Characterization of Lie centralizable mappings on B(X)
Behrooz Fadaee, Hoger Ghahramani, Ayyoub Majidi
TL;DR
The paper characterizes additive Lie centralizable mappings on $\mathcal{B}(\mathcal{X})$ at a fixed $W$ with $\overline{W(\mathcal{X})} \neq \mathcal{X}$ and $W$ not a scalar multiple of the identity. It proves an if-and-only-if description: $(\mathbf{L}_{W})$ holds exactly when $\phi(A)=kA+h(A)$ with $k\in\mathbb{C}$ and $h:\mathcal{B}(\mathcal{X})\to \mathbb{C}I$ additive satisfying $h([A,B])=0$ for all $A,B$ with $AB=W$, and further shows that, in the invertible-central case, $\phi(A)=\lambda A+\mu(A)$ with $\mu([A,B])=0$ for $AB=\xi I$. The proofs rely on Pierce-type decompositions, block-operator analysis, and properties of prime algebras and the extended centroid, unifying and extending prior results for $W=0$ and nontrivial idempotents.
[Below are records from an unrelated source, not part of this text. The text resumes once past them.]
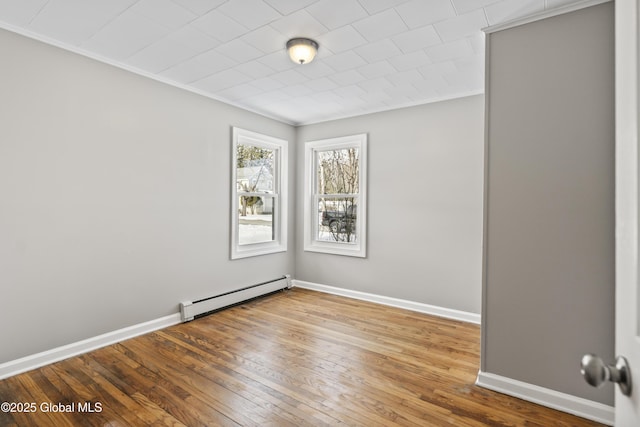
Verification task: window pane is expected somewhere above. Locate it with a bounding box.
[316,147,360,194]
[317,197,358,243]
[236,144,275,193]
[238,196,275,245]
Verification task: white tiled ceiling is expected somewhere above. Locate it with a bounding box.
[0,0,577,124]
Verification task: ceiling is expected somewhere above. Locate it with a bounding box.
[0,0,576,125]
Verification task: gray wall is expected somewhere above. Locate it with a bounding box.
[482,2,615,405]
[0,31,296,363]
[296,96,484,313]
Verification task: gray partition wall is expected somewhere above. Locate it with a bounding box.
[480,2,615,405]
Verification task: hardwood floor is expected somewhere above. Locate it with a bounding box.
[0,288,599,427]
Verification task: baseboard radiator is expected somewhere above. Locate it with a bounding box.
[180,274,293,322]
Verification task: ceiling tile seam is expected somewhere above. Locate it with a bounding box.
[26,0,51,27]
[0,21,299,126]
[79,0,141,46]
[449,0,460,16]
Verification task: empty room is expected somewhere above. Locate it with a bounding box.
[0,0,640,427]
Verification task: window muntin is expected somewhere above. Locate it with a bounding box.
[305,135,367,257]
[231,128,287,259]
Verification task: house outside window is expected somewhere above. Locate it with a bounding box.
[231,127,287,259]
[304,134,367,257]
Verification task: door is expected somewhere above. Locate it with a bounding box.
[615,0,640,427]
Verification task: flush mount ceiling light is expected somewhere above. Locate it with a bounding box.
[287,37,318,65]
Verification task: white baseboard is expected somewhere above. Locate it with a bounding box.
[292,280,480,325]
[476,371,615,426]
[0,313,180,380]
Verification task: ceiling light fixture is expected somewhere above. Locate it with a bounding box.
[287,37,318,65]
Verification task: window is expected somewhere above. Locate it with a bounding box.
[231,127,287,259]
[304,134,367,257]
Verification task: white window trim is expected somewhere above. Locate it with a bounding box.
[231,127,289,259]
[304,134,367,258]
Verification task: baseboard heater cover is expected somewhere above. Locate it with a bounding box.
[180,274,293,322]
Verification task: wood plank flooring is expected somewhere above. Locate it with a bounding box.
[0,288,599,427]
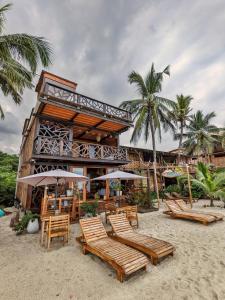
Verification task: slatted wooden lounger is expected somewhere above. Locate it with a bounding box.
[108,214,175,265]
[80,217,149,282]
[175,199,224,221]
[165,200,216,225]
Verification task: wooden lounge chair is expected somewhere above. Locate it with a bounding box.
[175,199,224,221]
[165,200,216,225]
[171,192,190,203]
[80,217,149,282]
[105,202,117,224]
[108,214,175,265]
[164,193,174,200]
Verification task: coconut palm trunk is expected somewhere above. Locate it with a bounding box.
[120,64,174,209]
[150,113,159,200]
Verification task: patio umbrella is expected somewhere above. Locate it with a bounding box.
[17,169,88,186]
[17,169,88,209]
[92,171,147,180]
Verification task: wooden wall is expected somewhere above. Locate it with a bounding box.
[16,119,37,208]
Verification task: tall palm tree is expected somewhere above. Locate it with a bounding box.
[0,4,52,119]
[192,162,225,206]
[120,64,174,202]
[181,110,219,156]
[169,94,193,148]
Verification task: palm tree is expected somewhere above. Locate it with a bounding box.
[169,94,193,148]
[120,64,174,202]
[0,4,52,119]
[192,162,225,206]
[181,110,219,156]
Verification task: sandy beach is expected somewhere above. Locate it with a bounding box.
[0,201,225,300]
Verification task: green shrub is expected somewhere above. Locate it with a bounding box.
[0,151,18,206]
[15,211,39,235]
[128,190,157,208]
[164,184,181,193]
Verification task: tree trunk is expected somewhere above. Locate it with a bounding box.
[210,198,214,207]
[150,116,159,205]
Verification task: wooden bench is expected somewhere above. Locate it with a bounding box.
[108,214,175,265]
[80,217,149,282]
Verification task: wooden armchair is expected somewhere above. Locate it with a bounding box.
[126,205,138,228]
[47,214,70,249]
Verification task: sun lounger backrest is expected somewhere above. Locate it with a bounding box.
[80,217,108,243]
[108,214,133,234]
[165,200,181,213]
[175,199,190,211]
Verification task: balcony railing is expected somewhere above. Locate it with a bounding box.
[44,83,132,122]
[34,136,128,161]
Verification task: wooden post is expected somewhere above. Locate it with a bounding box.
[59,139,64,156]
[186,164,192,208]
[105,168,110,200]
[83,167,87,201]
[153,162,159,208]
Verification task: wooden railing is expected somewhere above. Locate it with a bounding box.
[34,136,128,161]
[44,83,132,122]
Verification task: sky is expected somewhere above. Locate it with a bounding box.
[0,0,225,153]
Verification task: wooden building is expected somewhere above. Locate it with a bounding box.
[16,71,186,208]
[16,71,132,208]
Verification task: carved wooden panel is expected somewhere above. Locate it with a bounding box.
[34,120,71,156]
[44,83,132,121]
[34,164,68,174]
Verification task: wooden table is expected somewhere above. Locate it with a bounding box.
[40,213,67,246]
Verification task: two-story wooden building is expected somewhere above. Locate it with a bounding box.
[16,71,132,208]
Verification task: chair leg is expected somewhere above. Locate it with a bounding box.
[47,236,51,249]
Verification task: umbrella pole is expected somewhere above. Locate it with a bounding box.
[186,164,192,208]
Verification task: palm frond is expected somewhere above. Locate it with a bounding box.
[0,3,12,33]
[0,33,52,74]
[128,71,148,98]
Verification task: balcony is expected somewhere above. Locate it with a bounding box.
[33,136,128,163]
[42,82,132,123]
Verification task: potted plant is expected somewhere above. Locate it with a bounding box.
[113,182,123,197]
[15,212,39,234]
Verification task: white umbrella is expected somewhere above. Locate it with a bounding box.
[17,169,88,213]
[92,171,147,180]
[17,169,88,186]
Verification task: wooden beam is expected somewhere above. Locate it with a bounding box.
[70,112,79,122]
[39,96,132,127]
[32,154,130,165]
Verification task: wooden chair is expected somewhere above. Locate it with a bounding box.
[171,192,189,203]
[105,202,117,223]
[125,205,139,228]
[80,217,148,282]
[175,199,224,221]
[164,200,216,225]
[164,193,174,200]
[109,214,175,265]
[47,214,70,249]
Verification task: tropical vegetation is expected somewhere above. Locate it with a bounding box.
[0,4,52,119]
[169,94,193,148]
[0,151,19,206]
[192,162,225,206]
[181,110,220,156]
[120,64,174,203]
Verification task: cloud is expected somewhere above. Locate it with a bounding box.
[0,0,225,152]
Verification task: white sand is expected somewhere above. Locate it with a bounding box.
[0,201,225,300]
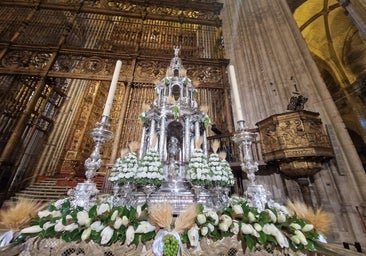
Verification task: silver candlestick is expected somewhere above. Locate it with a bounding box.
[232,120,268,211]
[68,115,113,209]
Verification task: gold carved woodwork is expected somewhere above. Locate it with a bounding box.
[257,111,333,178]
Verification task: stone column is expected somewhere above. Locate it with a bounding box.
[222,0,366,245]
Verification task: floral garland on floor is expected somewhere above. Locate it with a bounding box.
[16,196,324,254]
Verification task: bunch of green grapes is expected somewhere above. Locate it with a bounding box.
[163,234,179,256]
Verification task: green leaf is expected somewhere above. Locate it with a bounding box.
[89,205,97,219]
[141,231,155,244]
[244,235,255,251]
[90,230,101,243]
[257,231,267,244]
[305,240,317,252]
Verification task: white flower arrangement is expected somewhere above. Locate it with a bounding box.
[134,150,164,185]
[108,152,138,185]
[208,153,234,187]
[186,148,213,187]
[20,196,329,254]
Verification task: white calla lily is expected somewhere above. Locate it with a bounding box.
[295,230,308,245]
[100,226,114,244]
[248,212,256,223]
[97,203,110,215]
[90,220,104,232]
[201,227,208,236]
[233,204,244,215]
[135,221,156,234]
[301,224,314,232]
[187,225,199,247]
[64,223,79,232]
[265,209,277,223]
[111,210,118,221]
[290,223,301,230]
[113,217,123,229]
[240,223,253,235]
[76,210,91,226]
[122,216,130,227]
[81,227,91,241]
[126,226,135,245]
[197,214,206,224]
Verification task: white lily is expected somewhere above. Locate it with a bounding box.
[219,222,230,232]
[301,224,314,232]
[113,217,122,229]
[248,212,255,223]
[187,225,199,247]
[126,226,135,245]
[122,216,130,227]
[111,210,118,221]
[201,227,208,236]
[253,223,262,232]
[20,225,43,234]
[290,223,301,230]
[197,214,206,224]
[290,235,301,244]
[90,220,104,232]
[55,220,65,232]
[100,226,114,244]
[81,227,91,241]
[277,212,286,223]
[240,223,253,235]
[42,221,56,230]
[136,205,142,218]
[230,220,240,235]
[38,210,51,218]
[233,204,244,215]
[135,221,155,234]
[265,209,277,223]
[97,203,110,215]
[207,223,215,232]
[64,223,79,232]
[295,230,308,245]
[220,214,233,226]
[76,210,91,227]
[207,210,219,225]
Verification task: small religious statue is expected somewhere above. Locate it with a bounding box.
[287,95,308,111]
[168,136,179,181]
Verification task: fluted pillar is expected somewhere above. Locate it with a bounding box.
[222,0,366,245]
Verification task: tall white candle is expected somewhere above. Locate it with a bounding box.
[103,60,122,116]
[229,65,244,121]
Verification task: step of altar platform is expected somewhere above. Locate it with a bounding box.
[2,177,104,208]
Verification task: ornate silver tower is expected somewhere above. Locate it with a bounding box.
[139,47,208,213]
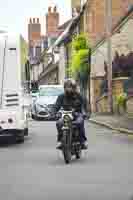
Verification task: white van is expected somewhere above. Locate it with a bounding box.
[0,33,28,142]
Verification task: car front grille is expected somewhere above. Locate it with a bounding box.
[48,104,55,112]
[39,111,48,115]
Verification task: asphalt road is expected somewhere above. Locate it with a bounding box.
[0,121,133,200]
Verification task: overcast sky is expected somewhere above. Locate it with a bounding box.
[0,0,71,39]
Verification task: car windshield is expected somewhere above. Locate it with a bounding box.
[39,87,63,96]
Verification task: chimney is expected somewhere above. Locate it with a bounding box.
[30,18,32,24]
[54,6,57,13]
[48,6,51,13]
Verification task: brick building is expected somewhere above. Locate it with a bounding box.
[84,0,133,45]
[28,18,41,63]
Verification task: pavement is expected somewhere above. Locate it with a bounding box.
[89,114,133,135]
[0,121,133,200]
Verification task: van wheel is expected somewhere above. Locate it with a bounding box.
[16,130,24,144]
[24,128,29,136]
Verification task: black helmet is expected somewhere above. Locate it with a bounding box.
[64,78,77,88]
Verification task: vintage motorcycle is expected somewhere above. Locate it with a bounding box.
[58,110,82,164]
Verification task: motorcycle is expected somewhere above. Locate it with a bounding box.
[58,110,82,164]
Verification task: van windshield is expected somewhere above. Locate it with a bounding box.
[39,87,63,96]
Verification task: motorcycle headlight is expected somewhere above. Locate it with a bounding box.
[64,115,70,121]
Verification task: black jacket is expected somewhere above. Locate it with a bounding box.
[55,93,84,113]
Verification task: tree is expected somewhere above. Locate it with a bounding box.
[70,34,90,111]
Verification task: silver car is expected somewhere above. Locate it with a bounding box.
[31,85,64,120]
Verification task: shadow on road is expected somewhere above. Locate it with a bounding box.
[0,137,30,148]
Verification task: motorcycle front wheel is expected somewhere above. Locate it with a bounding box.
[62,130,72,164]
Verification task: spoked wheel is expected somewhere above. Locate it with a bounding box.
[76,151,81,159]
[62,132,72,164]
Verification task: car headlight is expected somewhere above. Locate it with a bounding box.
[36,103,47,108]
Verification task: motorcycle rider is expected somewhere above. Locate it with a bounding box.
[55,79,88,149]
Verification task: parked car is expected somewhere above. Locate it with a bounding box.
[31,85,64,120]
[31,90,39,103]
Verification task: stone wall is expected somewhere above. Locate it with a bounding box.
[95,77,130,113]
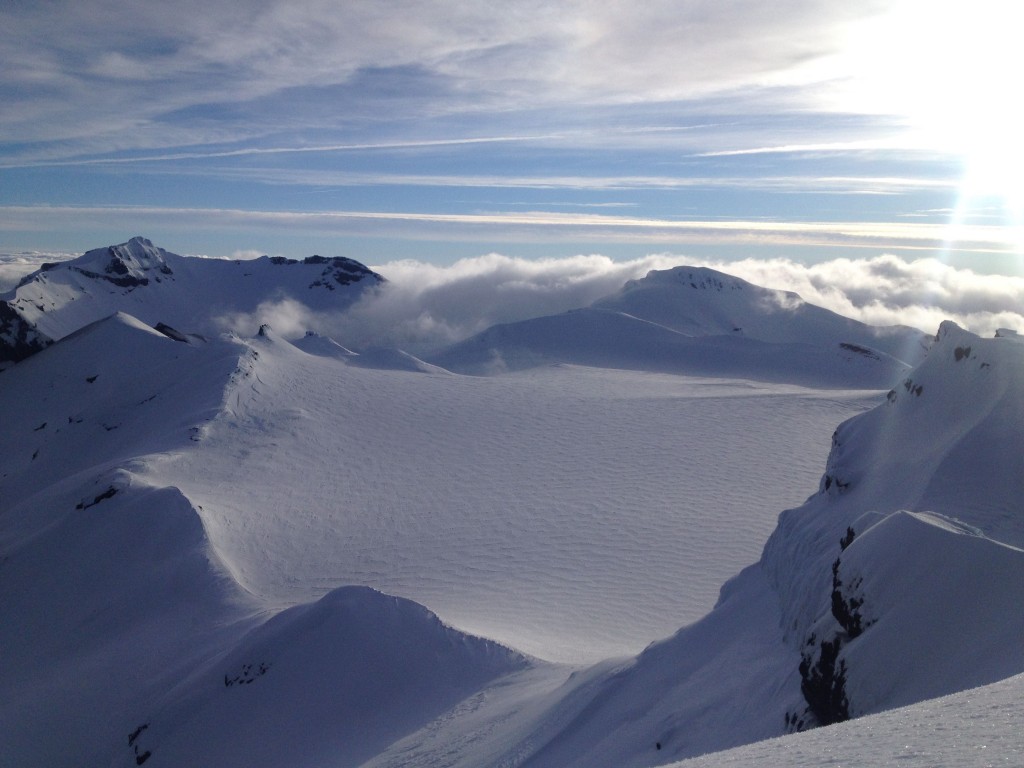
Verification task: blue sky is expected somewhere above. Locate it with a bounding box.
[0,0,1024,275]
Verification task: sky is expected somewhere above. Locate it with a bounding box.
[0,0,1024,275]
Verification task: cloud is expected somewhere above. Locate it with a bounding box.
[679,254,1024,336]
[6,246,1024,354]
[0,0,884,156]
[0,206,1024,253]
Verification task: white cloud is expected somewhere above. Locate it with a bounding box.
[679,254,1024,336]
[247,254,1024,354]
[0,0,884,154]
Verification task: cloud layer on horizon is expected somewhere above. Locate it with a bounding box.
[6,247,1024,354]
[214,254,1024,354]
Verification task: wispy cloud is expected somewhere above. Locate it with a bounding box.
[0,0,882,156]
[0,206,1024,253]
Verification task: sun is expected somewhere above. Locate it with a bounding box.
[831,0,1024,237]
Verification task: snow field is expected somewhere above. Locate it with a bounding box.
[151,339,878,663]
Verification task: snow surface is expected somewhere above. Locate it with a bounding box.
[431,267,930,388]
[0,242,1024,768]
[673,675,1024,768]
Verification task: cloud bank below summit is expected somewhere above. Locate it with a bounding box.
[209,254,1024,354]
[6,246,1024,353]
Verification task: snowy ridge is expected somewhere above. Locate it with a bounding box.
[0,241,1024,768]
[0,313,528,766]
[0,238,383,364]
[431,267,928,388]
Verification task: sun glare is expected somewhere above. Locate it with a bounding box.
[843,0,1024,243]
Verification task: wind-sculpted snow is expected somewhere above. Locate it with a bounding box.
[672,675,1024,768]
[155,332,878,662]
[0,242,1024,768]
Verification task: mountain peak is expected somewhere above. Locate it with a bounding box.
[0,237,384,365]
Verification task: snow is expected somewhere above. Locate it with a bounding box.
[673,675,1024,768]
[430,267,929,388]
[0,240,1024,768]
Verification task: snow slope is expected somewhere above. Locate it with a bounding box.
[431,267,928,388]
[0,314,527,766]
[0,240,1024,768]
[673,675,1024,768]
[368,324,1024,767]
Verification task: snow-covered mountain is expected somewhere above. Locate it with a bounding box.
[0,237,1024,767]
[0,238,383,366]
[431,267,929,388]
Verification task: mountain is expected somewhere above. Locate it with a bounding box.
[0,313,528,766]
[0,240,1024,768]
[430,267,928,388]
[466,323,1024,766]
[0,238,384,366]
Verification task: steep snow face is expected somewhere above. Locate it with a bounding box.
[593,266,931,366]
[112,587,529,768]
[672,675,1024,768]
[0,238,383,359]
[431,267,927,388]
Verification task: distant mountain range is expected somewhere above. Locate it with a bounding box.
[0,238,384,367]
[431,266,930,388]
[0,239,1024,768]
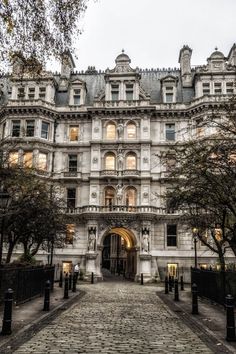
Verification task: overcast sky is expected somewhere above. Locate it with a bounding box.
[69,0,236,70]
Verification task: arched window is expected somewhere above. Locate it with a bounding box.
[105,153,116,170]
[104,187,115,206]
[106,123,116,140]
[125,187,137,207]
[127,123,136,139]
[126,154,137,170]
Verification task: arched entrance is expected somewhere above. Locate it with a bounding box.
[101,227,137,280]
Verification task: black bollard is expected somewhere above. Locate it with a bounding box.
[64,273,69,299]
[225,295,236,342]
[43,280,51,311]
[165,276,169,294]
[59,270,63,288]
[192,284,198,315]
[72,273,77,293]
[69,273,72,290]
[180,275,184,290]
[1,289,13,335]
[174,279,179,301]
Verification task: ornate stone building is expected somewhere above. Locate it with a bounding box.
[1,44,236,280]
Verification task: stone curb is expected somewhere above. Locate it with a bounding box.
[0,290,85,354]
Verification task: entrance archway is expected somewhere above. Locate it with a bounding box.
[101,227,137,280]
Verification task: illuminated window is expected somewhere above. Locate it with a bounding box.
[106,123,116,139]
[69,126,79,141]
[166,224,177,247]
[38,152,48,171]
[127,123,136,139]
[65,224,75,245]
[23,151,33,168]
[105,154,116,170]
[8,151,19,165]
[126,154,137,170]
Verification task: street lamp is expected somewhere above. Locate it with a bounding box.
[0,191,10,266]
[192,227,198,268]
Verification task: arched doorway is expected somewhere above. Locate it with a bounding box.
[101,227,137,280]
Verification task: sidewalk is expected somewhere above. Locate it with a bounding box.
[0,283,84,354]
[157,285,236,353]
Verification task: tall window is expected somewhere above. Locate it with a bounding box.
[38,152,48,171]
[127,123,136,139]
[69,126,79,141]
[68,155,77,172]
[166,224,177,247]
[11,120,20,137]
[111,85,119,101]
[67,188,76,209]
[105,154,116,170]
[26,120,34,137]
[125,84,134,101]
[106,123,116,140]
[23,151,33,168]
[74,89,80,105]
[41,121,49,139]
[126,154,137,170]
[166,123,175,141]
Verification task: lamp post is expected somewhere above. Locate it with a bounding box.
[192,227,198,268]
[0,191,10,266]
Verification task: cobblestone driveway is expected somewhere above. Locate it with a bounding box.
[12,282,212,354]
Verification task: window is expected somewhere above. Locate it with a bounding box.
[106,123,116,140]
[68,155,77,172]
[38,152,48,171]
[26,120,34,137]
[166,124,175,141]
[39,87,46,100]
[69,126,79,141]
[126,154,137,170]
[105,154,115,170]
[23,151,33,168]
[125,84,134,101]
[65,224,75,245]
[127,123,136,139]
[167,224,177,247]
[41,122,49,139]
[67,188,76,209]
[11,120,20,137]
[111,85,119,101]
[74,89,80,105]
[8,151,19,166]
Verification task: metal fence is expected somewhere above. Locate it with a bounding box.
[0,267,54,304]
[191,268,236,305]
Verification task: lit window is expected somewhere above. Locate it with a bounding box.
[126,154,136,170]
[74,89,80,105]
[69,126,79,141]
[68,155,77,172]
[105,154,115,170]
[11,120,20,137]
[26,120,34,137]
[106,124,116,139]
[127,123,136,139]
[67,188,76,209]
[8,151,19,165]
[166,224,177,247]
[166,124,175,141]
[41,122,49,139]
[38,152,48,171]
[23,151,33,168]
[65,224,75,245]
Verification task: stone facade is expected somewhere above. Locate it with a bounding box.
[1,45,236,281]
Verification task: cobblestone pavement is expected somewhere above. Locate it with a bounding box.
[14,282,213,354]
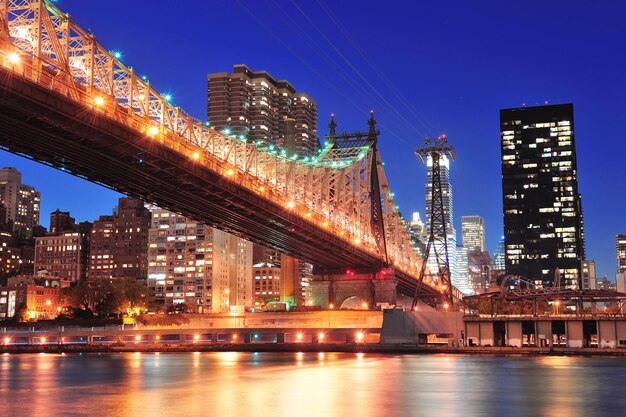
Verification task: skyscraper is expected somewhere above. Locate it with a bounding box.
[500,104,585,288]
[207,65,319,156]
[491,236,506,272]
[0,167,41,239]
[615,234,626,274]
[461,216,485,253]
[426,155,456,287]
[581,260,596,290]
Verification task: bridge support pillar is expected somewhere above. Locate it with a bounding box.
[312,271,397,310]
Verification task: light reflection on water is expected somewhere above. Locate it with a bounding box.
[0,352,626,417]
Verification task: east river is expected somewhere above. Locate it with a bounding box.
[0,352,626,417]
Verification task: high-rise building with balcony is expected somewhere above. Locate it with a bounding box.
[207,65,319,156]
[500,104,585,288]
[148,208,254,313]
[461,216,485,253]
[0,167,41,239]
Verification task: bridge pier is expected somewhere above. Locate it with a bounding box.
[312,269,397,310]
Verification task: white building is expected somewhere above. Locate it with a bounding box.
[148,208,254,313]
[0,167,41,239]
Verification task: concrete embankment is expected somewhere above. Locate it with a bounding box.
[0,343,626,357]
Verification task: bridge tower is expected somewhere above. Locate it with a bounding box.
[413,135,455,309]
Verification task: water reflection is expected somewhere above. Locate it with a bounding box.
[0,352,626,417]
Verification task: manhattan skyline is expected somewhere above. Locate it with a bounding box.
[1,0,626,278]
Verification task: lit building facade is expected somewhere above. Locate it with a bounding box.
[581,259,596,290]
[500,104,585,288]
[491,236,506,272]
[87,216,115,280]
[35,231,86,282]
[461,216,485,252]
[0,167,41,239]
[89,197,151,280]
[0,275,69,320]
[426,156,456,287]
[252,263,281,307]
[615,235,626,274]
[148,208,253,313]
[207,65,319,156]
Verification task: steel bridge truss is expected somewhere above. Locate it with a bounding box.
[0,0,422,276]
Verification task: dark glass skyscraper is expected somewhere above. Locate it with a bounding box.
[500,104,585,288]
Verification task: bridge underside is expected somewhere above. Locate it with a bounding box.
[0,64,436,296]
[0,69,390,268]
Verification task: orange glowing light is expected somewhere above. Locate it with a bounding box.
[9,52,20,64]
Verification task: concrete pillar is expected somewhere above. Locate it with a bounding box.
[372,279,397,307]
[311,278,330,309]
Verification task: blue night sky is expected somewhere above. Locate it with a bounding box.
[0,0,626,279]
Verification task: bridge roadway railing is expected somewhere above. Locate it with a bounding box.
[0,0,438,292]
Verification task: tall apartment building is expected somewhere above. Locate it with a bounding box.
[207,65,319,156]
[148,208,254,313]
[461,216,485,252]
[87,216,113,280]
[615,235,626,274]
[252,263,281,307]
[50,209,76,234]
[89,197,151,280]
[113,198,151,280]
[581,259,596,290]
[0,167,41,239]
[426,156,456,287]
[35,231,86,282]
[491,236,506,272]
[500,104,585,288]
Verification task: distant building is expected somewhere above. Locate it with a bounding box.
[50,209,76,235]
[615,272,626,293]
[0,276,69,320]
[492,236,506,272]
[148,208,254,313]
[500,104,585,288]
[581,259,596,290]
[252,263,281,307]
[596,277,617,291]
[409,211,428,256]
[113,197,151,280]
[87,216,113,280]
[207,65,319,156]
[456,246,473,294]
[461,216,485,252]
[615,234,626,274]
[0,167,41,239]
[467,252,491,294]
[35,231,88,282]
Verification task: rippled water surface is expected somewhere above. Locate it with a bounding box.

These results elucidate the Lie structure of $\mathcal{B}(\mathcal{X})$ and advance the understanding of local Lie centralizers in operator algebras.
Abstract
Assume that B(X) is the algebra of all bounded linear operators on a complex Banach space X, and let W in B(X) is such that cl(W(X)) is not equal to X or W=zI, where z is a complex number and I is the identity operator. We show that if f: B(X) --> B(X) is an additive mapping Lie centralizable at W, then f(A)=kA+h(A) for all A in B(X), where k is a complex number and h:B(X)--> CI is an additive mapping such that h([A,B])=0 for all A,B in B(X) with AB=W.